The invoice stated there would be extra fees if any contaminated soil was found at the site, so when the victim found burnt tyres buried in the soil, he told Mannici he would stop work unless he paid more.
Mannici refused, telling the Mr Pasco he was broke and could not afford it.
Over the following months, the contractor hired debt collectors and dumped rubbish at the site.
On December 9, Mannici was at his Ravenhall lot when Mr Pasco arrived and began dumping another truck load of rubbish.
The pair got involved in a struggle and two gun shots went off, one striking the victim in his right forearm.
He required surgery and still suffers nerve pain and post-traumatic stress disorder, according to his victim impact statement.
The former bus driver told police he didn’t mean to shoot the victim and he only had the gun to protect himself.
Judge Murphy said Mannici bore “significant blame” for the contractual dispute, but acknowledged the victim’s coercive threats explained his out-of-character behaviour.

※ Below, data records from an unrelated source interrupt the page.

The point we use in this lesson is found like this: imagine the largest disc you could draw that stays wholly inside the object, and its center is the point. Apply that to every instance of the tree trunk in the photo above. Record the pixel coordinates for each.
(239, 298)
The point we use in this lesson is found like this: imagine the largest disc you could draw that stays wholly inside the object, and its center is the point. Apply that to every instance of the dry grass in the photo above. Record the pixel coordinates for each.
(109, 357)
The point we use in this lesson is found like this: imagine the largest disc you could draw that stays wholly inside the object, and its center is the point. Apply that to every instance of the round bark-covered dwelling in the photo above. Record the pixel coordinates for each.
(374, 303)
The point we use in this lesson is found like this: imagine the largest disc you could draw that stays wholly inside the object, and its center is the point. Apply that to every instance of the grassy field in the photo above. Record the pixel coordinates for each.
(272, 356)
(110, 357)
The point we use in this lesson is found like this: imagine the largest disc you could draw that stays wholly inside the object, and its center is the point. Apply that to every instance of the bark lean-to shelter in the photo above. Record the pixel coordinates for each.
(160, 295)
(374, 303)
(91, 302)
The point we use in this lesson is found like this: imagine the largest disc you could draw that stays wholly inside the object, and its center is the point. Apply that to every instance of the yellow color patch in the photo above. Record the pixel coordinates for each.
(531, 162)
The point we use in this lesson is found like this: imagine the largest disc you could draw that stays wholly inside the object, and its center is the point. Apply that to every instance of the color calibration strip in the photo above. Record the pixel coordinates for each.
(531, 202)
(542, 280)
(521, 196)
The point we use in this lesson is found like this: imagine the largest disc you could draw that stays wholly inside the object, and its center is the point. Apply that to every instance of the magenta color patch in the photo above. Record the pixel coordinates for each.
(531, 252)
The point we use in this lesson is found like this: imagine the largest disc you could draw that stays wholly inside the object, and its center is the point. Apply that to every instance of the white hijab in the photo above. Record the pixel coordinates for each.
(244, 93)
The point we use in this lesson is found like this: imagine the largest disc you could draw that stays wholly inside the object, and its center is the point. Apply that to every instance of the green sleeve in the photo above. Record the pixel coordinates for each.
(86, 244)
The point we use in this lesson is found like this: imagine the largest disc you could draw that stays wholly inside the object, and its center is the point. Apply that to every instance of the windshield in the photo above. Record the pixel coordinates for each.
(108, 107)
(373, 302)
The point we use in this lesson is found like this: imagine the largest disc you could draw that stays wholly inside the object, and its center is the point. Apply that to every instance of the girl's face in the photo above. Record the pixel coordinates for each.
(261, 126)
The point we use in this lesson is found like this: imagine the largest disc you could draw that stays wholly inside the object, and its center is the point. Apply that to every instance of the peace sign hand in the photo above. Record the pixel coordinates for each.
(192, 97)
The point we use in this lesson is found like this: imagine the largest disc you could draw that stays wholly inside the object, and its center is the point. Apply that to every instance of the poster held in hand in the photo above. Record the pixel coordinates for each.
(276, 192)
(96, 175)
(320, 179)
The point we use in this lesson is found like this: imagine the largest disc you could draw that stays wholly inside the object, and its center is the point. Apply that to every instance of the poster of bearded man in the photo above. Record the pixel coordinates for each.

“Given your age, frailty, use of a walking stick and the provocative conduct by Mr Pascoe you were substantially provoked by his conduct,” he said.
“In a civilised society, however, people must use the courts to resolve commercial disputes otherwise we will have the law of the jungle.
“The building and the development industry is well known for ruthless behaviour. The conduct of Mr Pascoe went well over the line. Your conduct reached into the criminal law.”
If not for his early guilty plea, the judge said he would have sentenced Mannici – who has three adult children as well as grandchildren and great grandchildren – to a nine-month jail term.